Wynn likely thought it would have an advantage as sports betting expanded in the US, as it has been an established player in the casino business, but it is the two daily fantasy giants, FanDuel and DraftKings, that have dominated the market. Combined, they own around 75% of the market, give or take.
The rest of the competition is just fighting for scraps, though BetMGM and Caesars appear to be the two that have been firmly entrenched behind the big boys.
According to Legal Sports Report, WynnBet has less than a 1% market share in the states above where that sort of operator data is reported.
While one would assume that Wynn Resorts has been mulling this move for some time, the announcement last week that Penn Entertainment and ESPN have teamed up for ESPN Bet could have nudged the company over the edge.

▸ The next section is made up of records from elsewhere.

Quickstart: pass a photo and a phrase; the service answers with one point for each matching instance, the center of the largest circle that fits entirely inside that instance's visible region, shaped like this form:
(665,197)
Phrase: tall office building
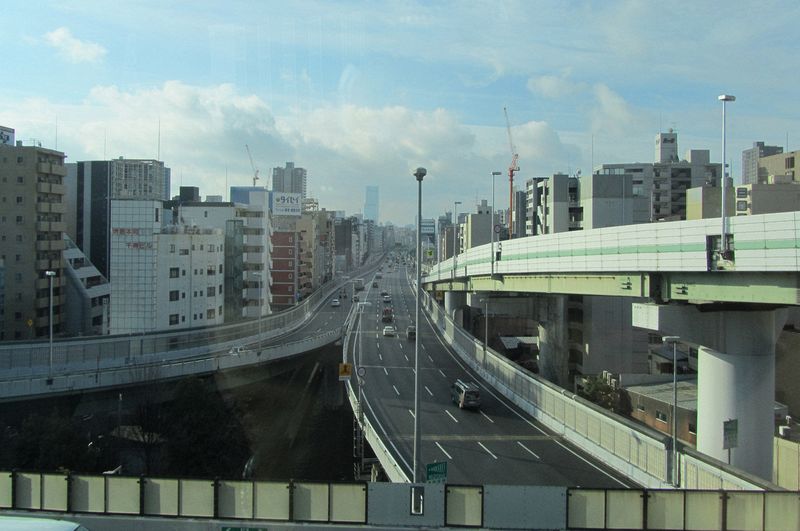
(290,180)
(750,166)
(31,231)
(90,188)
(371,207)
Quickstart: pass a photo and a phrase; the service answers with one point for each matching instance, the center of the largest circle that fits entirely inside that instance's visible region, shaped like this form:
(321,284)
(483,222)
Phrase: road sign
(730,434)
(345,371)
(436,472)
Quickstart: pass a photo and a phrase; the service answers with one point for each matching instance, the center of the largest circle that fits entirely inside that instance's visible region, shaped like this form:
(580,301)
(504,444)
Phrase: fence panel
(665,509)
(235,499)
(586,509)
(348,503)
(272,500)
(703,510)
(464,506)
(781,511)
(310,502)
(55,492)
(161,497)
(624,509)
(196,497)
(28,491)
(123,495)
(87,494)
(745,511)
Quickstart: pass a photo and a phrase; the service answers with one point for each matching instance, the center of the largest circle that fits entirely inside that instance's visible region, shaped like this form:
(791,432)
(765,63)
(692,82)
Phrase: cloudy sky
(363,92)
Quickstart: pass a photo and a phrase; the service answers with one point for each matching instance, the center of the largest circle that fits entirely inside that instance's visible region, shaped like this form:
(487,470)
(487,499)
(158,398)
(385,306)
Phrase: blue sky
(363,92)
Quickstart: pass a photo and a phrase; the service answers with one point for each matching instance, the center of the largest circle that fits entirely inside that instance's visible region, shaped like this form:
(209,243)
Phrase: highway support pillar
(736,377)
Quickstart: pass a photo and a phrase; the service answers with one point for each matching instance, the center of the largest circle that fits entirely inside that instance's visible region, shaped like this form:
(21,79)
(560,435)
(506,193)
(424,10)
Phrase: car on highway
(465,395)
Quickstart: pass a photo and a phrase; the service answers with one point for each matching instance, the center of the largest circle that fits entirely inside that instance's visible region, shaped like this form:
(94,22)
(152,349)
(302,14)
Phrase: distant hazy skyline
(362,93)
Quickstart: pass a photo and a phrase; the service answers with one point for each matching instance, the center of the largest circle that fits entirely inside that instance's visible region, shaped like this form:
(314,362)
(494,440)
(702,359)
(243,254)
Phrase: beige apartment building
(31,243)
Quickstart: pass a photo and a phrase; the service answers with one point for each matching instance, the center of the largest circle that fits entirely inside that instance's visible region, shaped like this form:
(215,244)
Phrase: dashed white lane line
(487,450)
(444,451)
(528,450)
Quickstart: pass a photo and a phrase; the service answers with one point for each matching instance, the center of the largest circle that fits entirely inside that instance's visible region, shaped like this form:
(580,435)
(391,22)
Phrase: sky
(362,93)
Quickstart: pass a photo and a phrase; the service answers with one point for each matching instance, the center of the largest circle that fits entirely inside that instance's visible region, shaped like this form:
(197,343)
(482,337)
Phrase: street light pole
(724,244)
(50,275)
(455,233)
(674,340)
(417,457)
(491,218)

WynnBET will close up shop in Arizona, Colorado, Indiana, Louisiana, New Jersey, Tennessee, Virginia, and West Virginia “as soon as possible.” Operations in Nevada and Massachusetts, where the company has brick-and-mortar casinos, will continue. Up in the air are Michigan and New York, which are still being evaluated.
Legal Sports Report says that WynnBET has 3.7% of handle market share in Massachusetts. It’s iGaming revenue in Michigan is 3.2% of the state’s total year-to-date, good for middle of the pack out of 15 operators. Its sports betting handle market share is basically non-existent in New York when compared to its competitors.
“While we believe in the long-term prospects of iGaming, the dearth of iGaming legislation and the presence of numerous other investment opportunities available to us around the globe have led us to the decision to curtail our capital investment in WynnBET to focus primarily on those states where we maintain a physical presence,” added Cameron-Doe.
Sports betting looked like it could be a gold rush once PASPA was overturned a few years ago, but it seems like it will just be dominated by two to five companies eventually (or now, really). WynnBET isn’t the only online sportsbook to realize it wasn’t working. Fubo Sportsbook, MaximBet, TwinSpires, and most recently, Fox Bet, have all shut down.